Ao longo da entrevista, a mãe de Giovanna falou sobre a importância de ter sido correspondente em Nova York, das reportagens em Olimpíadas, eleições, grandes acontecimentos, e o retorno bem-sucedido à bancada. Ela sabe que é uma formadora de opinião e explicou qual é o tamanho dessa responsabilidade em um país complexo como o Brasil.

Consolidada na Record TV, Adriana não descarta futuramente deixar o jornalismo e fazer algo no entretenimento, mas, por enquanto, está feliz sendo “funcionária da notícia”, como costuma dizer.

Confira abaixo a entrevista completa.

Há tantos anos na TV, qual é sua primeira imagem da televisão? Se lembra de algo marcante durante a infância?

Viajei no tempo agora! E me vieram duas imagens: o Michael Jackson e o Silvio Santos. Eu brincava de fazer televisão imitando os programas do Silvio, ora como apresentadora, ora como jurada ou cantora. Com minhas irmãs e primos, a sala de casa virava um estúdio de TV.

Em 1982, quando o Michael lançou Thriller, eu tinha 10 anos e fiquei vidrada. Daí o Michael entrou na brincadeira porque não dava para brincar de fazer TV sem imitar o Michael.

Só mais tarde, por volta de 14 anos, o martelo de cozinha que fazia as vezes de microfone foi usado para imitar as jornalistas que eu via no noticiário com meu pai e, assim, comecei a me ver no papel de repórter.

Quase 30 anos depois cobri a morte do Michael Jackson e entrevistei o Silvio Santos.

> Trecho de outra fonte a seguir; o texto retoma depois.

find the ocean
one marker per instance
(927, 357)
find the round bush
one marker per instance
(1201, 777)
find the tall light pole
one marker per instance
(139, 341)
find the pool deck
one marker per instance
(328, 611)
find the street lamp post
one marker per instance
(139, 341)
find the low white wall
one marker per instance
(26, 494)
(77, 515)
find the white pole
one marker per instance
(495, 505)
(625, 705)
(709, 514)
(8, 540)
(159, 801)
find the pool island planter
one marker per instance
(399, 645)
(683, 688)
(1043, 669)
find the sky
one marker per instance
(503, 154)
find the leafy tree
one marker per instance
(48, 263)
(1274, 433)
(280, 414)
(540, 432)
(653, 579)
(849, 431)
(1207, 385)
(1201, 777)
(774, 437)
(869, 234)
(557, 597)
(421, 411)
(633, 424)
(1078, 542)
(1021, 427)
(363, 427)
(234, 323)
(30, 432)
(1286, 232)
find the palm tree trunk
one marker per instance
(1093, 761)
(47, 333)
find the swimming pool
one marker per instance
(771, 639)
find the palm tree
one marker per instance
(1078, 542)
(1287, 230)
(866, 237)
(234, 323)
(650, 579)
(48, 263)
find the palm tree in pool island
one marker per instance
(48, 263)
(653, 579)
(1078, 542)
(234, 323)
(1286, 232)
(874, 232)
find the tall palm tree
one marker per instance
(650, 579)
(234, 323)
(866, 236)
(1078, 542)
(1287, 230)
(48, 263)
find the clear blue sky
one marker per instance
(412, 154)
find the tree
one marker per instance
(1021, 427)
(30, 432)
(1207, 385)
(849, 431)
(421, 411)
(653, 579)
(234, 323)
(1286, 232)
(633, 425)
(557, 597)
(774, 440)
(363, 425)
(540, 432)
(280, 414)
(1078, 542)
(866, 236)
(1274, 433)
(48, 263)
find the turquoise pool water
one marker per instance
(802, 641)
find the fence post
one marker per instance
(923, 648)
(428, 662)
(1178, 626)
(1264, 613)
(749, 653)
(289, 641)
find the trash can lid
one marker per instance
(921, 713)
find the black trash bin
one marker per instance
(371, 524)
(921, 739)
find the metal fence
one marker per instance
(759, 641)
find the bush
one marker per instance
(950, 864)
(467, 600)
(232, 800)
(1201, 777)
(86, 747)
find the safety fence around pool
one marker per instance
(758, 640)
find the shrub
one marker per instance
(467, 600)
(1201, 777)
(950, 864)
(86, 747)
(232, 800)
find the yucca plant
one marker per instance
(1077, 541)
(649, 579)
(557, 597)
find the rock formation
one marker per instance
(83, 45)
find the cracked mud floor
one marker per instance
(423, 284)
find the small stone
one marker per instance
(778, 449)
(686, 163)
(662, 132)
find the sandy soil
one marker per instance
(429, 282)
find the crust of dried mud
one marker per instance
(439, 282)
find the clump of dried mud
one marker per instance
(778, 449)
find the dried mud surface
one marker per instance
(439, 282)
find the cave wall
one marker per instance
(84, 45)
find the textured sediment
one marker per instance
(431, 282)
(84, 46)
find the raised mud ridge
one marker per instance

Foram dois momentos marcantes para mim.

O que você pensava sobre trabalhar na televisão antes de fazer parte dela?

Sempre fui fascinada por televisão. Mas nunca só por assistir, sempre me via fazendo parte daquele mundo. E nunca achei que era algo distante, impossível. Eu apenas dizia: “um dia vou fazer um Globo Repórter”; “um dia vou viajar fazendo grandes coberturas”. Meus pais – um metalúrgico e uma dona de casa sem qualquer contato com esse meio – imaginavam que eu estava sonhando longe demais.

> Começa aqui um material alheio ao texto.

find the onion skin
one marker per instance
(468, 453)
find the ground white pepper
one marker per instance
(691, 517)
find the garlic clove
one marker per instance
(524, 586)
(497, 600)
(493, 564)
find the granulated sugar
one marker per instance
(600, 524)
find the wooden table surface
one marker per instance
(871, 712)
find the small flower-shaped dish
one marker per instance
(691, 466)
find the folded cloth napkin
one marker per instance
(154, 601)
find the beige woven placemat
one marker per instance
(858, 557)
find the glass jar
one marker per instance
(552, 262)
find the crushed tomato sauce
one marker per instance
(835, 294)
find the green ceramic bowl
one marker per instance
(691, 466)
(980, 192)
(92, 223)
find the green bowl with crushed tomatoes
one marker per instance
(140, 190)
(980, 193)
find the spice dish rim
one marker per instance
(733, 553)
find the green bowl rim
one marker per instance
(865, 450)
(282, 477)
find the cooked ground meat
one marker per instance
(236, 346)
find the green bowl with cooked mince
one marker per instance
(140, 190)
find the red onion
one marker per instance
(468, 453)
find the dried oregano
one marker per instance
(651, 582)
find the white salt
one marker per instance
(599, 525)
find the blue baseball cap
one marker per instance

E aconteceu como eu imaginava. Fiz algumas vezes o Globo Repórter e aqui na Record viajei para dezenas de países fazendo as melhores reportagens da minha carreira. Nunca idealizei só glamour e sucesso. Imaginei trabalho mesmo, pesado, mas, ao mesmo tempo, vibrante como a TV realmente é.

Tem uma história engraçada. O salário família que meus pais receberam quando eu nasci foi usado para comprar o primeiro aparelho de TV da nossa casa. Minha mãe diz que já era um sinal do destino.

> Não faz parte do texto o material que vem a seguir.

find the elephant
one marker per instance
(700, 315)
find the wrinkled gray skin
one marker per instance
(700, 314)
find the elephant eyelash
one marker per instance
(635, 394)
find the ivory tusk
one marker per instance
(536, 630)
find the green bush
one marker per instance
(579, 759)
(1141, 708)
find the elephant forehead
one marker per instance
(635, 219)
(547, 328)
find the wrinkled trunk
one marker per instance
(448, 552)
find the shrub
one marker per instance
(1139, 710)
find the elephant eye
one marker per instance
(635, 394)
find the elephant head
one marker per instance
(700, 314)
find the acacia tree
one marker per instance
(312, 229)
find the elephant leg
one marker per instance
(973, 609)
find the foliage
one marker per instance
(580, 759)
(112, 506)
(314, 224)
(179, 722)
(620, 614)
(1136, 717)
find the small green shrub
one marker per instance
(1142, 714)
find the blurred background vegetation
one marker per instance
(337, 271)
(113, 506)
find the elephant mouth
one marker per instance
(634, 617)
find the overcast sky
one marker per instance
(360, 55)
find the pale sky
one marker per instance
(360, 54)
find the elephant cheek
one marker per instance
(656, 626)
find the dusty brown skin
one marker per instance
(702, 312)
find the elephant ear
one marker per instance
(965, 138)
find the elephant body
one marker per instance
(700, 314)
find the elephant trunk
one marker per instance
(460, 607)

E a televisão mudou muito desde que começou? O que mais se transformou?

A tecnologia mudou completamente. Falando baixo, aqui entre nós, comecei como estagiária da Globo usando máquina de escrever, papel carbono e mimeógrafo. Tem gente que não faz ideia do que seja um mimeógrafo hoje. E essa mudança tecnológica deu agilidade à TV, melhorou a captação de imagens e sons, a edição, tudo.

A linguagem também mudou. O jornalismo na TV hoje é menos engessado, sotaques podem aparecer, a emoção do repórter em algumas situações, também. Cada um tem a liberdade de contar uma história a seu modo.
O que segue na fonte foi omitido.